Album Review: Margaret Glaspy captures the feelings of modern romance on “Devotion”

Margaret Glaspy’s second full-length release, Devotion, couldn’t be more aptly named. In its 12 tracks, the album traces a variety of concerns related to love, intimacy, lust, and devotion, all intermingled with an undercurrent of pessimistic apprehension. Taken as a whole, with the album sandwiched by “Killing What Keeps Us Alive” and “Consequences,” Devotion becomes a modern romance album about trying to love and have hope for your future while you get helplessly hurled into the uncertain and perhaps dystopian future of the world at large.

“Killing What Keeps Us Alive” is a subtle album starter, largely focusing on the repetition of the chorus (“we keep living like we’ll never die/ and we keep killing what keeps us alive”) to evoke a ruminative, cautious atmosphere. It’s an abstract subject that could refer to the literal world we live in, as well as the nourishing relationships we may let go to waste. 

The album then unfolds into a record that feels simultaneously fast and long-lasting. The tracks sometimes feel surprisingly short for the depths that they reach, while the variety of styles and subjects keep you on your toes throughout the album, never letting you settle into complacency. The best feature of Devotion may be the skill of Glaspy’s songwriting. Her songs are often filled with captivating details that help build a world and a mood within just a few lines. In “Young Love,” for instance, Glaspy declares that she wants to “build a house for us to hide in / a safe place that we can fight in/ a bed with pillows we can cry into.” “Young Love” as a whole uses the singer’s daydreams of the future to create a song that sounds like vows written at the very moment two people fall in love. 

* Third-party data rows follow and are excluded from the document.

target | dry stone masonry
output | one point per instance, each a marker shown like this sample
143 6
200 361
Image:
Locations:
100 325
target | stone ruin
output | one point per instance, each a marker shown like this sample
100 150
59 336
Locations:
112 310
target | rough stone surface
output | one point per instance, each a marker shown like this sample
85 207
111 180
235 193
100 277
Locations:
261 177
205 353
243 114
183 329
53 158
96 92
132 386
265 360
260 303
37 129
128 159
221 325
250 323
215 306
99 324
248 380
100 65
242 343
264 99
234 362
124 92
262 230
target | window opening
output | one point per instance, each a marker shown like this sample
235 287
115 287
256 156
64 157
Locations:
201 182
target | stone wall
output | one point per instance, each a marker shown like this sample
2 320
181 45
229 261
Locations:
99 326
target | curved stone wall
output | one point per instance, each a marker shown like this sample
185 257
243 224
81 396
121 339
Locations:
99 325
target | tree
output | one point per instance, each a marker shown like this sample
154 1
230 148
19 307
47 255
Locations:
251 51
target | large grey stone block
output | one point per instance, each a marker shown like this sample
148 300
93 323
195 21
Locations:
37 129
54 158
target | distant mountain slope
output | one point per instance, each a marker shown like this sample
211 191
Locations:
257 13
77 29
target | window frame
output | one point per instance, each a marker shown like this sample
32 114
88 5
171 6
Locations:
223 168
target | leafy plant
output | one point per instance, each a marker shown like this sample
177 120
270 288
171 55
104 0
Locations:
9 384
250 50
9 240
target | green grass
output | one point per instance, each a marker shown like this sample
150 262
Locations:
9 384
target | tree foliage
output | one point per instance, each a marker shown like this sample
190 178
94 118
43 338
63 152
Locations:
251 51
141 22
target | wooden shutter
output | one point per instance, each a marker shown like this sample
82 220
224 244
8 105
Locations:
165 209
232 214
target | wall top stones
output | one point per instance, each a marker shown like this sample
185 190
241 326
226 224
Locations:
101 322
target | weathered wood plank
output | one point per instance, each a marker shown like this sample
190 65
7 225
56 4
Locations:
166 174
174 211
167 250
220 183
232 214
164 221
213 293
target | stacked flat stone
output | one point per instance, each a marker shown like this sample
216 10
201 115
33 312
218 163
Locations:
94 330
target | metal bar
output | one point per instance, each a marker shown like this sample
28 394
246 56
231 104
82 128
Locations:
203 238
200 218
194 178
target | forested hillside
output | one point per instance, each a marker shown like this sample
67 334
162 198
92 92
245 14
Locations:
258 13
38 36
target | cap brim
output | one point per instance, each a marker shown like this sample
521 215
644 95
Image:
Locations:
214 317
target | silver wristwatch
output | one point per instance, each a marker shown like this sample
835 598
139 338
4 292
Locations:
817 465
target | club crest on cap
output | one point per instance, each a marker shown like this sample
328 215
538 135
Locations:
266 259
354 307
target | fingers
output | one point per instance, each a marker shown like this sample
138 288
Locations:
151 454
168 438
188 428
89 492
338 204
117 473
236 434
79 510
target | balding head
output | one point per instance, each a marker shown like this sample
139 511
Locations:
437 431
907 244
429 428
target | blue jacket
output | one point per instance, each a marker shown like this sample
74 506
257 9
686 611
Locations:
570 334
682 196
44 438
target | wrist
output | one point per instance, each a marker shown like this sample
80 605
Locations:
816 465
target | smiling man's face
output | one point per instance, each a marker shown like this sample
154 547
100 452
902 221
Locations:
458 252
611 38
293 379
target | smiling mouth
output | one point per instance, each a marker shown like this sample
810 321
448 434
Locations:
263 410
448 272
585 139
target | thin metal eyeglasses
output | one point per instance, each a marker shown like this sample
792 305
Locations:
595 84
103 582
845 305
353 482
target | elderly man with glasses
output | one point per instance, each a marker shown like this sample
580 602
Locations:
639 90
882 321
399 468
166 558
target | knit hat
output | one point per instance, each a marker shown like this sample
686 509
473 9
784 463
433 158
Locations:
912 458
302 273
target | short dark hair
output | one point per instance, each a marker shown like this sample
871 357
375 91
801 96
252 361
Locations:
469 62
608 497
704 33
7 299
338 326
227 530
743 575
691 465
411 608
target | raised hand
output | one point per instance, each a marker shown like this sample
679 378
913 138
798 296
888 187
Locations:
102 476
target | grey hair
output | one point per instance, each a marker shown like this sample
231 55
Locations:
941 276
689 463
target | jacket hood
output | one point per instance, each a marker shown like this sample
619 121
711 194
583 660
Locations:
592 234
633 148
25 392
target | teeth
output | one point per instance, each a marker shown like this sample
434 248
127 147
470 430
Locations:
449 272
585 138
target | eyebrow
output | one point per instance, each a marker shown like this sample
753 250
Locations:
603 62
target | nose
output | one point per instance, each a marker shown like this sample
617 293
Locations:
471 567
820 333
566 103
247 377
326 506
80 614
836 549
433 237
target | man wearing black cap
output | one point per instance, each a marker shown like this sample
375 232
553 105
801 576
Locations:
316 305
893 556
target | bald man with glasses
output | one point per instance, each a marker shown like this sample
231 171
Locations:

Glaspy also manages to create a refreshingly honest romance album from the pessimistic and “glass half full” perspective. In the album’s ballad, “You Amaze Me,” Glaspy sings to a subject who amazes her because they are eternally optimistic and hopeful when she is not (“I know we’ve lost/ you say you’ve already won”). “What’s the Point” is an excellent late-album song which delves fully into the depressive, hopeless state of mind into which it can be easy to fall. Glaspy wonders why one should bother falling in love when people break up, and why people would “get up to get down?” only to come to a relatively hopeful and graceful answer to her questions.  

Glaspy includes a few other distinct angles on romance and relationship in Devotion. The title track has Glaspy explaining to a partner that when she gives them a piece of her mind or gets upset with them, it’s only a sign of her devotion. Rather than pretend that romance is when two people never argue or disagree, Glaspy writes that in fact, it’s the more honest and intimate relationships that see the partners occasionally butt heads with each other. 

For the most part, Devotion is a buoyant listen, kept afloat by Glaspy’s clear vocal delivery and largely up-tempo soft electronica-pop beats. The album breaks form in a few songs, which become the most interesting. “Killing What Keeps Us Alive” employs a vocoder on some of the vocals, giving it a futuristic and electronic spirit, while “What’s the Point” brings out a heavy electronica-rock sound that would sit well alongside any St. Vincent song. The album closer, “Consequences,” builds the production until Glaspy appears to be swallowed up by a dense maelstrom of noise. 

Devotion is a highly listenable and relatable album, exploring the details as well as the big picture of the undertaking that is letting yourself love someone.